On the Cycle Stability and Macroscopic Structure of Iron Oxide Pellets for Thermochemical Hydrogen Storage: Influence of Water Content during the Pelletizing Process

Abstract

Hydrogen storage based on the repeated reduction and oxidation (redox) reactions of iron oxide/iron composites represents a promising technology. This work is dedicated to studying the influence of the amount of water added during the pelletizing process on the cycle stability and structure of iron oxide pellets. The storage composites were prepared from iron oxide (Fe2O3) and 10 wt.-% support material (cement) with different amounts of water (18 and 33 wt.-%) in a laboratory-scale pelletizing disk. To evaluate the cycle stability of the composites, the kinetics of the redox reactions were experimentally measured at 800 °C in an atmosphere of 50% N2 and 50% H2 (reduction) or 50% steam (oxidation), respectively. Moreover, the structure of the pellets was analyzed by micro-computed tomography scans. It turned out that pellets with higher water contents attained faster kinetics and a higher cycle stability.
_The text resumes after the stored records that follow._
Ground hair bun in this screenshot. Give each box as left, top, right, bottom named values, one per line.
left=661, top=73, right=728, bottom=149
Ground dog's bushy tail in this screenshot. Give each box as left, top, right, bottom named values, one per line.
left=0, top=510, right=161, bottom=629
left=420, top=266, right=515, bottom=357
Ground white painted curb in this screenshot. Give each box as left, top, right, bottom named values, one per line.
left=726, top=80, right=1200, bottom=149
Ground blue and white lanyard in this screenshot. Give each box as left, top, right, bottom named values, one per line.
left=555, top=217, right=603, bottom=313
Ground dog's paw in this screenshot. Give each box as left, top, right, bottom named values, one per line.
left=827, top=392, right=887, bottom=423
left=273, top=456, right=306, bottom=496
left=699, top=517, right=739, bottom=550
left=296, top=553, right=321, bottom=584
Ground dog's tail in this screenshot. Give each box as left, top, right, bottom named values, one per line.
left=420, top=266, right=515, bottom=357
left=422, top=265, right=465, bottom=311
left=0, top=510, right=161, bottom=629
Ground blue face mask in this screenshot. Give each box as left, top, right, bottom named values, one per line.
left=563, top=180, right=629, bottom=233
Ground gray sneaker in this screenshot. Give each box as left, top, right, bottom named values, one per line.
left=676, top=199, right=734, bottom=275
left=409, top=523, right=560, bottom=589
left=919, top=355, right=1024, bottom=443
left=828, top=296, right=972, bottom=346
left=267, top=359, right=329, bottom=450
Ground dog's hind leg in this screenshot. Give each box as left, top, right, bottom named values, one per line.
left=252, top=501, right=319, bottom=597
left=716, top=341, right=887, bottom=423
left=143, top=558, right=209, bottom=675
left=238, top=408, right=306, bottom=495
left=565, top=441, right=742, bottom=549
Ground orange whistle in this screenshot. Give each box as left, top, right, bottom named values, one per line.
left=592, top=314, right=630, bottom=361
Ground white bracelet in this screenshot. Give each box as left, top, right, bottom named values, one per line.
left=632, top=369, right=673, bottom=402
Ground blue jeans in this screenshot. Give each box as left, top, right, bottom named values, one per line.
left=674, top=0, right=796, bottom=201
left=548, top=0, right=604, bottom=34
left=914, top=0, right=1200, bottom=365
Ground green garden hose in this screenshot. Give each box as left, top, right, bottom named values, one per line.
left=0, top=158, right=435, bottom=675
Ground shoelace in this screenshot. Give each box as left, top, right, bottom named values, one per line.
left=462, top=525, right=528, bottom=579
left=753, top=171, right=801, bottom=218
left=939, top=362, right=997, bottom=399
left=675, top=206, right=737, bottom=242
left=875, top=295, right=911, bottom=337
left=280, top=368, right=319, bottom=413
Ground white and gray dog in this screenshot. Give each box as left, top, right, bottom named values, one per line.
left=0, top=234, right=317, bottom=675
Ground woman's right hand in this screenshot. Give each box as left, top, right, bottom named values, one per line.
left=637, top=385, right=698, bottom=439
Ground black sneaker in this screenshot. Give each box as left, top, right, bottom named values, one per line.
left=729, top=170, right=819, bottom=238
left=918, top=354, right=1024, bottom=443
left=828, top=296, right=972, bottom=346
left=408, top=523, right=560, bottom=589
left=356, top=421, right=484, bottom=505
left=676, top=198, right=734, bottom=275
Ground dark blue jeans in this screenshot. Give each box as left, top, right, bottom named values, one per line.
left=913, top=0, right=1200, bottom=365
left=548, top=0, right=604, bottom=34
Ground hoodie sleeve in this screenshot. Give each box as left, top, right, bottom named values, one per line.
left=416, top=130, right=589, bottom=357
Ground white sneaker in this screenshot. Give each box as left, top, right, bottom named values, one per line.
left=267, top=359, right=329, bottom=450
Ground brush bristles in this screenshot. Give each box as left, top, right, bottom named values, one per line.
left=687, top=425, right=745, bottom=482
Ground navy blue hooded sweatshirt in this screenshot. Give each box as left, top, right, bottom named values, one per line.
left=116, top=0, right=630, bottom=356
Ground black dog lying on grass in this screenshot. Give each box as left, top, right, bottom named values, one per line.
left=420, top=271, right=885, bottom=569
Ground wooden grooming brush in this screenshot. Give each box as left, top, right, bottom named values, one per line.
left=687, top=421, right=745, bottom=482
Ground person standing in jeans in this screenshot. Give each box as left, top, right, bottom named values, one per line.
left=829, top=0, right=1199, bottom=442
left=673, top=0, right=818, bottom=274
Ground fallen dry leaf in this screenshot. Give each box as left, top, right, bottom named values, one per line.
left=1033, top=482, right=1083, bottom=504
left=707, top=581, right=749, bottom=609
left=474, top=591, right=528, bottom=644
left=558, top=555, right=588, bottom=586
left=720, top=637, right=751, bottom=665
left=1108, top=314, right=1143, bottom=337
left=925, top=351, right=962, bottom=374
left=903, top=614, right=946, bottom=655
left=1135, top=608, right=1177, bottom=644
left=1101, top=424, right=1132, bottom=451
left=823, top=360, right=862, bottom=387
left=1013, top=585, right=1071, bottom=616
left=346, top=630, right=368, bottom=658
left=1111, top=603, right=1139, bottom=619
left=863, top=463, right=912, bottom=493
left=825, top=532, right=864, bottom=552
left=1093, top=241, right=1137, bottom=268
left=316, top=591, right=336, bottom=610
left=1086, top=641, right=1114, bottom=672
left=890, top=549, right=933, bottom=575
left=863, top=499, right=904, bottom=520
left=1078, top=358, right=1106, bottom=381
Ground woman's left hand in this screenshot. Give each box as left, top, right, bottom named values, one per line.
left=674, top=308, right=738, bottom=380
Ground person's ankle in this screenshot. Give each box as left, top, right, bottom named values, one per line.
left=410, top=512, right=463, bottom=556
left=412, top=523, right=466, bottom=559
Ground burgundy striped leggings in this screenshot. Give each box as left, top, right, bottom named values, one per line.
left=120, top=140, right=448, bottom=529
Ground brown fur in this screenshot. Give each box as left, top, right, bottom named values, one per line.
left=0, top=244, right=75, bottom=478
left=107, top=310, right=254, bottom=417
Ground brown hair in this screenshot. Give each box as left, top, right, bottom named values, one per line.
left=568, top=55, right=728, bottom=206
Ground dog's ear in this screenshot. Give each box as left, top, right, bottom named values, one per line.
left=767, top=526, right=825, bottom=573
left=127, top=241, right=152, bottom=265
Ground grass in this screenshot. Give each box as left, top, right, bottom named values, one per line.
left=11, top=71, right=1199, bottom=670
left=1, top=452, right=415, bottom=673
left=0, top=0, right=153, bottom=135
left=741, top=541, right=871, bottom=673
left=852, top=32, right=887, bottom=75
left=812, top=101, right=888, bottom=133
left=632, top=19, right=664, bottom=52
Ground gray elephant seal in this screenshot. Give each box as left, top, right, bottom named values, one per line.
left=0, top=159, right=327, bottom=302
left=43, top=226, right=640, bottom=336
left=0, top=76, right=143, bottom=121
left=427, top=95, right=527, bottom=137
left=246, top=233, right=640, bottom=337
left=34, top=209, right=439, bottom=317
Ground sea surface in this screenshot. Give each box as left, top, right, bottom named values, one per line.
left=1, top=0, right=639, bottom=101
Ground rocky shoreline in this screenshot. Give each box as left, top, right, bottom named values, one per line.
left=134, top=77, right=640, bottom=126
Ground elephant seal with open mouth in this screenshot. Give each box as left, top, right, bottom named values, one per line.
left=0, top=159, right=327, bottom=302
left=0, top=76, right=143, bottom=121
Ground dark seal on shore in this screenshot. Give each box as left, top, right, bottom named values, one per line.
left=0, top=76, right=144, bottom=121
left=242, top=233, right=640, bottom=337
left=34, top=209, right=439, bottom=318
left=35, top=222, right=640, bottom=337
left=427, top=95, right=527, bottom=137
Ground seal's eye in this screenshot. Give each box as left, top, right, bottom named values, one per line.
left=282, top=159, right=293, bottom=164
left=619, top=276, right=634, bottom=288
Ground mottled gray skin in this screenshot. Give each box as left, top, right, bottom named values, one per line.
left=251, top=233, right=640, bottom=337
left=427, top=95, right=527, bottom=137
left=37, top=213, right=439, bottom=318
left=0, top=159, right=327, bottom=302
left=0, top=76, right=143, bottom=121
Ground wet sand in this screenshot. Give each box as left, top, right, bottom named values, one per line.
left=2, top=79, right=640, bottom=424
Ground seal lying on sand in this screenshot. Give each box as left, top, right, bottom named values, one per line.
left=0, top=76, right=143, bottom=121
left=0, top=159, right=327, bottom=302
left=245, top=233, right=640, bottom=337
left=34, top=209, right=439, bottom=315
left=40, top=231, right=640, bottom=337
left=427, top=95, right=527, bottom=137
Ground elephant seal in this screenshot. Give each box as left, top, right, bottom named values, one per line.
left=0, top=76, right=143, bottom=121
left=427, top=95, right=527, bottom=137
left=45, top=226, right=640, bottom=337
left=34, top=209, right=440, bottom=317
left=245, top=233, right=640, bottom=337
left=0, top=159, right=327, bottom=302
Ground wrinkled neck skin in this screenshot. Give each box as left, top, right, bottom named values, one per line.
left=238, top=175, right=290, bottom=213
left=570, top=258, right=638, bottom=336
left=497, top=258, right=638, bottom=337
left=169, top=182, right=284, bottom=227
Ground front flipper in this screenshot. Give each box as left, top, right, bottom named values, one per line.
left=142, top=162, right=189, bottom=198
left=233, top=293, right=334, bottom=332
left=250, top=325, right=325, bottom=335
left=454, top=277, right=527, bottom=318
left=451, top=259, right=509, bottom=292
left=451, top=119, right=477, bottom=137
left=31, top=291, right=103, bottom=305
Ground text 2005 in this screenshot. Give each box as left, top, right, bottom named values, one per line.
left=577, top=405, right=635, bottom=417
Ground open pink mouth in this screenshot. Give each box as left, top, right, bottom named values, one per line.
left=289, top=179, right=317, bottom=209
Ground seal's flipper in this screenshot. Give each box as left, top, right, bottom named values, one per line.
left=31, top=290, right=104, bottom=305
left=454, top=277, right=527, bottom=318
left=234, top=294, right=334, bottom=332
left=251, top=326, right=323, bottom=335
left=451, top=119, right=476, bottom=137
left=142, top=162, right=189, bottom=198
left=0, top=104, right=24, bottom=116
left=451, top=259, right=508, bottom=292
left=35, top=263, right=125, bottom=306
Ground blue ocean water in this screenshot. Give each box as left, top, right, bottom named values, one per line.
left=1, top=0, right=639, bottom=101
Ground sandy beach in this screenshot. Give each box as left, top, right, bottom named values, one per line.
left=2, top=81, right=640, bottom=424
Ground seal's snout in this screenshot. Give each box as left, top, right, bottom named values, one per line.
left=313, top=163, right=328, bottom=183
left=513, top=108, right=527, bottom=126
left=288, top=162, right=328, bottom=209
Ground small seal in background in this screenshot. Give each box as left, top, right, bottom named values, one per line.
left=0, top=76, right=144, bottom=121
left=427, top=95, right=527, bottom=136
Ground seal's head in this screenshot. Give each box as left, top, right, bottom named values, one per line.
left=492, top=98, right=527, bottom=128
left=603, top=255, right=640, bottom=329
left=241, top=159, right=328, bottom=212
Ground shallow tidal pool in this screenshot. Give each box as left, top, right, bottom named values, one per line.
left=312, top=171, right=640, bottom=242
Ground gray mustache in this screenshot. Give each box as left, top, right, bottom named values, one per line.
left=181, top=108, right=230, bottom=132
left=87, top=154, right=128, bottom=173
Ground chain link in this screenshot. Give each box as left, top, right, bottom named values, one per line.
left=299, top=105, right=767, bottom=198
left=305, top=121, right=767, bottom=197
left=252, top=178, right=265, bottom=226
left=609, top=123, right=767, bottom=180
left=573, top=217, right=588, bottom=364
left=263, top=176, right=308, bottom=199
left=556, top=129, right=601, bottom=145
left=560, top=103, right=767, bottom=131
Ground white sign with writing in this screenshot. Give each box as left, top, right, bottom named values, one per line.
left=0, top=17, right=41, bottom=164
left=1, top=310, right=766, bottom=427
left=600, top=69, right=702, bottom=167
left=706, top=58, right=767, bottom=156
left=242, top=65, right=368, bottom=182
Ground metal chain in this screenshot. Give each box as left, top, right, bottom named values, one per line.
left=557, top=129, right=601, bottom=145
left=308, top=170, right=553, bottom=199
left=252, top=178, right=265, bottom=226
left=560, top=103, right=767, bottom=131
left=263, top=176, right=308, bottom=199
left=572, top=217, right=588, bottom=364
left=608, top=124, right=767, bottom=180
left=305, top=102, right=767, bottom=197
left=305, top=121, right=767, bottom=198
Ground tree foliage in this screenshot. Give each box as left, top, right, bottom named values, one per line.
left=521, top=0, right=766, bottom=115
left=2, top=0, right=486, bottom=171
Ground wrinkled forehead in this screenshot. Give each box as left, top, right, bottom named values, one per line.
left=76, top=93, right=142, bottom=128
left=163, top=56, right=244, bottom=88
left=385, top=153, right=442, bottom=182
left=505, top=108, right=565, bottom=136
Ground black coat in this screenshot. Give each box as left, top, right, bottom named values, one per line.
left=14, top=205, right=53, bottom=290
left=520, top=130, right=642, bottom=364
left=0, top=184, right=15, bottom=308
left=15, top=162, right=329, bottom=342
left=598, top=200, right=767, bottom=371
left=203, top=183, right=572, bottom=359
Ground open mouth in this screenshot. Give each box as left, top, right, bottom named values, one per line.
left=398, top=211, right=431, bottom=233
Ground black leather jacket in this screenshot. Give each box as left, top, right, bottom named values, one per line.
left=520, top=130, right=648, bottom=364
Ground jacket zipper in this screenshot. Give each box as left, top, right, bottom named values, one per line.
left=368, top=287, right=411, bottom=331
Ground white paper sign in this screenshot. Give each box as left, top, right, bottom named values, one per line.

The sample with the least water content (18 wt.-%) needed about 26 min and 19 min to reach a conversion rate of 80% during the reduction and oxidation reactions of the sixth redox cycle, respectively. In contrast, the sample with the highest water content (33 wt.-%) could achieve the same conversion rate after 18 min (reduction) and 13 min (oxidation) during the ninth redox cycle.